Segundo o delegado regional da Receita Federal do Brasil, Gustavo Horn, os números da arrecadação “representam bastante a realidade do Município”, considera. E isto, segundo ele, “mesmo o movimento econômico de outras cidades refletir aqui quando a matriz de uma empresa está em Ponta Grossa e vice-versa”.

O delegado observa que, de modo geral, a arrecadação nominal (sem descontar a inflação) nos últimos anos vinha numa linha constante de crescimento, a exemplo da Previdenciária. “Subiu um pouco em 2015 e deve ter resultado similar em 2016, subindo em termo nominal, mas caindo quando considerada a inflação”, avalia.

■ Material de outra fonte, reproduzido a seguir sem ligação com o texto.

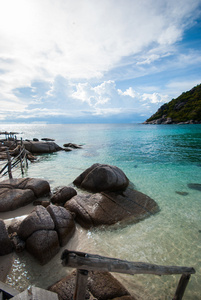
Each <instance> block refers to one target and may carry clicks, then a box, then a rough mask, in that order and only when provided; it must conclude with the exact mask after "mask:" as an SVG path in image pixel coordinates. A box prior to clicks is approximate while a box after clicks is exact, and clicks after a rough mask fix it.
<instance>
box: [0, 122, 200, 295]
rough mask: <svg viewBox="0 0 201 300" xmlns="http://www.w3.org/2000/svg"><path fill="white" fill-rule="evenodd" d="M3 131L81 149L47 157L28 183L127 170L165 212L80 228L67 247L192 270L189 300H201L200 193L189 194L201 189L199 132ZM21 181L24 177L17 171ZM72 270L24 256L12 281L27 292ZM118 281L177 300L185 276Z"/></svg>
mask: <svg viewBox="0 0 201 300" xmlns="http://www.w3.org/2000/svg"><path fill="white" fill-rule="evenodd" d="M0 130H1V131H2V130H7V131H13V130H14V131H18V132H21V134H20V135H19V137H23V138H24V139H26V138H28V139H32V138H34V137H36V138H39V139H40V138H42V137H49V138H54V139H55V140H56V143H57V144H59V145H60V146H62V145H63V144H64V143H67V142H72V143H77V144H82V145H83V148H82V149H77V150H73V151H72V152H63V151H61V152H57V153H54V154H48V155H41V156H40V157H39V160H38V161H37V162H35V163H32V164H30V165H29V169H28V171H27V172H26V174H25V176H29V177H39V178H45V179H47V180H48V181H49V182H50V185H51V188H54V187H56V186H59V185H69V184H71V183H72V181H73V180H74V179H75V178H76V177H77V176H78V175H79V174H80V173H81V172H82V171H83V170H85V169H86V168H87V167H89V166H91V165H92V164H93V163H96V162H98V163H106V164H111V165H116V166H118V167H119V168H121V169H122V170H123V171H124V172H125V173H126V175H127V177H128V178H129V179H130V180H131V181H132V182H133V183H134V185H135V187H136V189H138V190H139V191H141V192H143V193H145V194H147V195H149V196H150V197H151V198H153V199H154V200H155V201H156V202H157V203H158V204H159V206H160V212H159V213H158V214H156V215H154V216H152V217H150V218H148V219H146V220H144V221H141V222H139V223H138V224H133V225H128V226H124V227H122V226H119V227H118V228H115V229H114V228H108V227H107V228H101V229H93V230H89V231H85V230H83V229H81V228H80V227H78V229H77V232H76V235H75V237H74V238H73V239H72V241H70V242H69V244H68V245H66V248H70V249H74V250H81V251H87V252H90V253H97V254H102V255H106V256H111V257H117V258H121V259H127V260H131V261H144V262H150V263H156V264H161V265H181V266H182V265H183V266H192V267H194V268H195V269H196V274H195V275H192V277H191V281H190V283H189V285H188V287H187V291H186V292H185V296H184V299H193V300H194V299H201V289H200V286H201V259H200V250H201V249H200V248H201V217H200V213H201V191H198V190H193V189H190V188H189V187H188V183H199V184H201V125H168V126H164V125H156V126H150V125H142V124H141V125H138V124H109V125H107V124H100V125H98V124H91V125H87V124H82V125H77V124H75V125H46V124H44V125H35V124H34V125H33V124H28V125H27V124H26V125H4V126H0ZM15 176H21V175H20V174H19V173H18V172H16V174H15ZM176 192H186V193H188V194H187V195H186V196H182V195H180V194H178V193H176ZM50 270H52V271H51V272H50ZM67 271H68V270H64V269H62V268H61V266H60V261H59V255H58V256H57V257H56V258H54V259H53V260H52V261H51V262H50V263H49V264H47V265H46V266H44V267H42V268H41V267H39V266H38V265H37V263H35V261H34V260H33V259H31V258H30V256H27V255H26V254H22V255H20V256H17V257H16V260H15V261H14V267H13V270H12V272H11V274H10V276H9V278H8V282H9V283H10V284H12V285H16V286H17V287H21V288H24V287H26V286H28V285H29V284H36V285H37V286H44V285H46V286H48V285H49V284H51V283H53V282H54V281H56V280H58V279H59V278H60V277H62V276H64V274H65V273H66V272H67ZM50 273H51V274H50ZM16 274H17V275H16ZM115 276H116V275H115ZM18 277H19V278H20V279H19V280H18V279H16V278H18ZM117 277H118V278H120V279H121V281H122V283H123V284H125V286H126V287H127V288H128V289H129V291H130V292H131V293H135V294H136V293H137V295H140V296H141V297H142V298H143V299H171V297H172V296H173V294H174V291H175V289H176V286H177V283H178V281H179V276H162V277H157V276H151V275H138V276H137V275H136V276H134V277H133V276H125V275H117ZM136 285H137V286H136Z"/></svg>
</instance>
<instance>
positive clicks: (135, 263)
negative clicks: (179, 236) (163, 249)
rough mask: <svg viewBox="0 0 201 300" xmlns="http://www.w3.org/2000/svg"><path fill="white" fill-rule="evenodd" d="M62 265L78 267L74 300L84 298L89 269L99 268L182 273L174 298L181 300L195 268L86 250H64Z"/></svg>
mask: <svg viewBox="0 0 201 300" xmlns="http://www.w3.org/2000/svg"><path fill="white" fill-rule="evenodd" d="M61 260H62V265H63V266H67V267H72V268H76V269H77V277H76V287H75V293H74V300H78V299H79V300H82V299H83V300H84V299H85V293H86V282H87V275H88V271H92V270H99V271H107V272H117V273H124V274H130V275H134V274H154V275H159V276H161V275H172V274H182V276H181V278H180V281H179V284H178V287H177V290H176V293H175V295H174V298H173V300H181V299H182V297H183V295H184V292H185V289H186V286H187V284H188V281H189V279H190V276H191V274H195V269H194V268H191V267H179V266H160V265H155V264H149V263H143V262H130V261H127V260H120V259H116V258H110V257H104V256H100V255H94V254H88V253H84V252H77V251H68V250H64V252H63V253H62V256H61Z"/></svg>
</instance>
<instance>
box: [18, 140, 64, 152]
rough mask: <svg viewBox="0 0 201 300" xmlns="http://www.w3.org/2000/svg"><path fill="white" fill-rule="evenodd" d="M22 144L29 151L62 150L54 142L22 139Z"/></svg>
mask: <svg viewBox="0 0 201 300" xmlns="http://www.w3.org/2000/svg"><path fill="white" fill-rule="evenodd" d="M23 144H24V147H25V149H26V150H28V151H29V152H31V153H53V152H57V151H60V150H62V148H61V147H60V146H58V145H57V144H56V143H55V142H41V141H23Z"/></svg>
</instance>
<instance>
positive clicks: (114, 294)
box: [49, 271, 135, 300]
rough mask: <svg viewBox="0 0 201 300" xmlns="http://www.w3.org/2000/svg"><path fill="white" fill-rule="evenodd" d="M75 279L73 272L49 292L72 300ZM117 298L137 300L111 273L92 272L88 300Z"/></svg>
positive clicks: (74, 275)
mask: <svg viewBox="0 0 201 300" xmlns="http://www.w3.org/2000/svg"><path fill="white" fill-rule="evenodd" d="M75 277H76V272H75V271H73V272H72V273H71V274H70V275H68V276H66V277H64V278H63V279H61V280H60V281H58V282H57V283H55V284H53V285H52V286H51V287H50V288H49V290H50V291H52V292H55V293H57V294H58V296H59V299H60V300H72V299H73V294H74V290H75ZM117 297H118V298H117ZM121 297H128V298H121ZM115 298H117V299H120V300H121V299H122V300H123V299H127V300H135V298H134V297H131V296H130V293H129V292H128V291H127V290H126V288H125V287H124V286H123V285H122V284H121V283H120V282H119V281H118V280H117V279H115V278H114V277H113V276H112V275H111V274H110V273H109V272H98V271H90V272H89V275H88V283H87V291H86V299H90V300H92V299H96V300H108V299H111V300H113V299H115Z"/></svg>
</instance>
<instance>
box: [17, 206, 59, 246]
mask: <svg viewBox="0 0 201 300" xmlns="http://www.w3.org/2000/svg"><path fill="white" fill-rule="evenodd" d="M54 227H55V225H54V222H53V220H52V218H51V216H50V214H49V213H48V211H47V210H46V209H45V208H44V207H43V206H41V205H39V206H37V207H36V208H35V209H34V210H33V211H32V212H31V213H30V214H29V215H28V216H27V217H26V218H25V219H24V220H23V221H22V222H21V224H20V227H19V230H18V234H19V236H20V237H21V238H22V239H23V240H26V239H27V238H28V237H29V236H30V235H32V234H33V233H34V232H35V231H37V230H43V229H46V230H53V229H54Z"/></svg>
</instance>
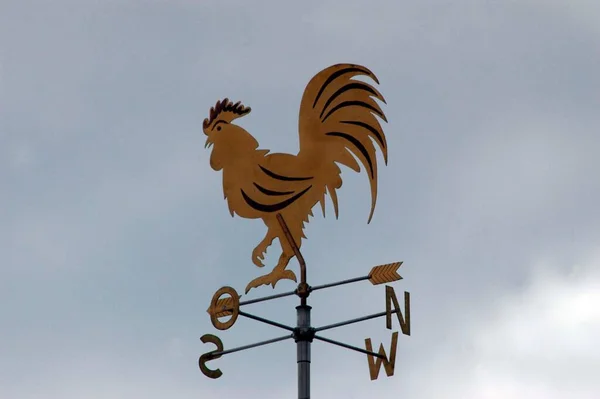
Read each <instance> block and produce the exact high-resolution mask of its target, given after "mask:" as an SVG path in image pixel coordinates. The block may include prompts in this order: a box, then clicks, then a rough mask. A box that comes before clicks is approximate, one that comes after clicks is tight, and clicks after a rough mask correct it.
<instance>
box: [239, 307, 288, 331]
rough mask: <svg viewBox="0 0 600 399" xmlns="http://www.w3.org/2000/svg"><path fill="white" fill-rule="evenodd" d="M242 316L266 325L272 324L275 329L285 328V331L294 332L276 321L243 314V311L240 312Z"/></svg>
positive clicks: (271, 324) (287, 326)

No caso do Programa Integração Social (PIS) e da Contribuição para Financiamento da Seguridade Social (Cofins), o delegado lembra que houve algumas arrecadações excepcionais em 2015, o que fez com que o PIS subisse, enquanto a Cofins caísse. “O PIS e a Cofins significam bastante como está o faturamento das empresas, então o nosso comércio, por estes números, têm sofrido bastante. Não é um pequeno acréscimo do PIS que compensará o deficit que houve na Cofins”, observa.

Economia

O Imposto sobre Produtos Industrializados (IPI) também reflete diretamente na economia. O montante arrecadado com o imposto, em 2015, caiu, no entanto o tributo continua sendo um dos mais expressivos.

Massa salarial é relativamente estável

Com o Imposto de Renda (pessoa física, pessoa jurídica e retido na fonte) a delegacia da Receita Federal arrecadou, em Ponta Grossa, em 2015 o equivalente a R$ 314,05 milhões. Neste ano, até julho, foram R$ 214,63 milhões.

Através do Imposto de Renda Pessoa Física (IRPF) foram R$ 57,02 milhões no ano passado e R$ 39,81 milhões até julho atual. “Este imposto seguiu uma trajetória razoável juntamente com a contribuição previdenciária, então podemos interpretar que a massa salarial ficou relativamente estável, não havendo grande prejuízo nas remunerações das pessoas”, comenta.

Por outro lado, ele observa que a lucratividade das empresas começou a baixar em 2015, o que reflete um ano difícil para a atividade econômica. “Para 2016, se espera um aumento nominal, mas ainda deve ser abaixo da inflação”, avalia.